He could but think it odd that he had not been asked to dine at the Manor, as he would have been in the ordinary course of events. He had told the builder’s wife that he should most likely dine out, whereupon that friendly soul had answered, “Why, of course they’ll ask you, Mr. Rollinson. You know they’re always glad to see you.”

And now he had to return to solitude and a fresh-killed chop.


It was seven o’clock, and George Greswold had not yet come home from Salisbury. Very few words had passed between him and his wife since she fell fainting at his feet last night. He had summoned her maid, and between them they had brought her back to consciousness, and half carried her to her room. She would give no explanation of her fainting-fit when the maid had left the room, and she was lying on her bed, white and calm, with her husband sitting by her side. She told him that she was tired, and that a sudden giddiness had come upon her. That was all he could get from her.

“If you will ask me no questions, and leave me quite alone, I will try to sleep, so that I may be fit for my work in the concert to-morrow,” she pleaded. “I would not disappoint them for worlds.”

“I don’t think you need be over-anxious about them,” said her husband bitterly. “There is more at stake than a painted window: there is your peace and mine. Answer me only one question,” he said, with intensity of purpose: “had your fainting-fit anything to do with the portrait of my first wife?”

“I will tell you everything—after the concert to-morrow,” she answered; “for God’s sake leave me to myself till then.”

“Let it be as you will,” he answered, rising suddenly, wounded by her reticence.

He left the room without another word.
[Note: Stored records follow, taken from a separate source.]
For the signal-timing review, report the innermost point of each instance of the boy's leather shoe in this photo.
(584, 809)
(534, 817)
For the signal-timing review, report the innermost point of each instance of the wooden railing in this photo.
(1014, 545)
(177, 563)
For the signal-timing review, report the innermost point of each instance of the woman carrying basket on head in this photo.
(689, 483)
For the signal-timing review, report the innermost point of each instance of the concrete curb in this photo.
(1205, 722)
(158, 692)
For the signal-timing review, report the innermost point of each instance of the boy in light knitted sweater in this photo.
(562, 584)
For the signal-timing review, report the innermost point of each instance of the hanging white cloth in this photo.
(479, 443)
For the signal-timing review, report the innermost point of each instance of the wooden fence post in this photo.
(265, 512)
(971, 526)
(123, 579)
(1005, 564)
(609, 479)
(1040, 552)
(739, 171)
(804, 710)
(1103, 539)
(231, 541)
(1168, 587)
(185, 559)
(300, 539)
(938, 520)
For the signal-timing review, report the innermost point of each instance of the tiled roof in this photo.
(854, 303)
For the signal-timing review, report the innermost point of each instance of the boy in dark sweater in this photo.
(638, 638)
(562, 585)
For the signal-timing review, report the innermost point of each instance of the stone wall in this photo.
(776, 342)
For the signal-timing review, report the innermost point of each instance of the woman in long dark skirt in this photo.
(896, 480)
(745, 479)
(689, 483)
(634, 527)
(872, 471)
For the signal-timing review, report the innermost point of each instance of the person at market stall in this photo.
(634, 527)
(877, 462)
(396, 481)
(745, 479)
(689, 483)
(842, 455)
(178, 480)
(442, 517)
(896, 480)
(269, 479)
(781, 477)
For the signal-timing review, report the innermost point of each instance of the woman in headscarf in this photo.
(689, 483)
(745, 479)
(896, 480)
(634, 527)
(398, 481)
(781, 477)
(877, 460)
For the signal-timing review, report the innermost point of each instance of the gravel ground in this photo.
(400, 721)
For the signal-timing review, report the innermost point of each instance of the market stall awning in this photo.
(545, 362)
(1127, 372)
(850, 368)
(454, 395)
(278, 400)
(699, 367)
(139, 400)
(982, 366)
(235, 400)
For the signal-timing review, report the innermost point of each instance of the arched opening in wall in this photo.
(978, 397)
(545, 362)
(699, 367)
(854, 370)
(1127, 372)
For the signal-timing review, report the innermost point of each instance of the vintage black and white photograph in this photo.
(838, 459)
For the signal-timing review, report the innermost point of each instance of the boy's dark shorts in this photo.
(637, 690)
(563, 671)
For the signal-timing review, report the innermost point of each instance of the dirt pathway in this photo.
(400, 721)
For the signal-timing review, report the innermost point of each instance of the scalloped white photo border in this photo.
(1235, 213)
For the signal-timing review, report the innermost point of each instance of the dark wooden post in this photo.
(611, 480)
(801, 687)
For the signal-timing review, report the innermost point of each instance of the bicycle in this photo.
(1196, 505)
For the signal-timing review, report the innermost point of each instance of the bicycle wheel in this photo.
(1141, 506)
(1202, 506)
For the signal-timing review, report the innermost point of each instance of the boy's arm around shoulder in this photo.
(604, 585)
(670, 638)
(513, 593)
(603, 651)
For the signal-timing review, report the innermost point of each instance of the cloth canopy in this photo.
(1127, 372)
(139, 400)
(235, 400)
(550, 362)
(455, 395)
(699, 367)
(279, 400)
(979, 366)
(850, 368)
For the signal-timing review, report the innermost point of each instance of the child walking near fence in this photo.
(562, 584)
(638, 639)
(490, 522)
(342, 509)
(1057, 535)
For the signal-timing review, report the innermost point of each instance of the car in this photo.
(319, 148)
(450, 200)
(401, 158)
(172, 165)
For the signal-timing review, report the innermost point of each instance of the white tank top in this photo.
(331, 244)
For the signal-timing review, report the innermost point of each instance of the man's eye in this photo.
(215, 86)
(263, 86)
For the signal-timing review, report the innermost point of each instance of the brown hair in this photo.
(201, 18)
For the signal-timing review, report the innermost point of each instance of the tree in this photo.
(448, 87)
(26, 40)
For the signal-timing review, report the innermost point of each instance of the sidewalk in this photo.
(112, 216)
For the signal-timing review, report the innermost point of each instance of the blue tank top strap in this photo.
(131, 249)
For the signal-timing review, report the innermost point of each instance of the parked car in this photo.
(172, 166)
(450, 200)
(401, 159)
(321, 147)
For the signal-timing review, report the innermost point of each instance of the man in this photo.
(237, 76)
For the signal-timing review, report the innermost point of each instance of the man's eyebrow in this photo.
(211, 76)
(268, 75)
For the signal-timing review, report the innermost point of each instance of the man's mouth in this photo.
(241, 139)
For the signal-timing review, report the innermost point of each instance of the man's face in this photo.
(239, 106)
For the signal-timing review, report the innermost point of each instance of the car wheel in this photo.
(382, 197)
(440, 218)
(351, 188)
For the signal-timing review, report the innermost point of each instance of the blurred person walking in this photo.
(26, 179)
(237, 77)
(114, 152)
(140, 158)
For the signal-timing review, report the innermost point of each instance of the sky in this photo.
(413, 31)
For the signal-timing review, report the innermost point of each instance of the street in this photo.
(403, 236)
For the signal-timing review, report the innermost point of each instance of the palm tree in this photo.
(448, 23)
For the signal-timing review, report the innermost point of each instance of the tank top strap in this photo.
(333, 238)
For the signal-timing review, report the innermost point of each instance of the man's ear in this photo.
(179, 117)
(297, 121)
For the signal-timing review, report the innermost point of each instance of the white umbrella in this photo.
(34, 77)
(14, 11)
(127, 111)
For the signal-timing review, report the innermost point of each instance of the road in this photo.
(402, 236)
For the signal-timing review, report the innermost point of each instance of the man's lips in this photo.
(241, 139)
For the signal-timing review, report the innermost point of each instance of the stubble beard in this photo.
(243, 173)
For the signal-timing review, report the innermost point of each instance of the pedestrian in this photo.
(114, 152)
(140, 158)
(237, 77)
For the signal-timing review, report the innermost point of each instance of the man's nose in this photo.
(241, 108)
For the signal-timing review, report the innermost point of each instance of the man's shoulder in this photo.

She sprang up from her bed directly he was gone, ran to the door and locked it, and then flung herself on her knees upon the prie-dieu chair at the foot of a large ivory crucifix which hung in a deep recess beside the old-fashioned fireplace.

Here she knelt, in tears and prayer, deep into the night. Then for an hour or more she walked up and down the room, absorbed in thought, by the dim light of the night-lamp.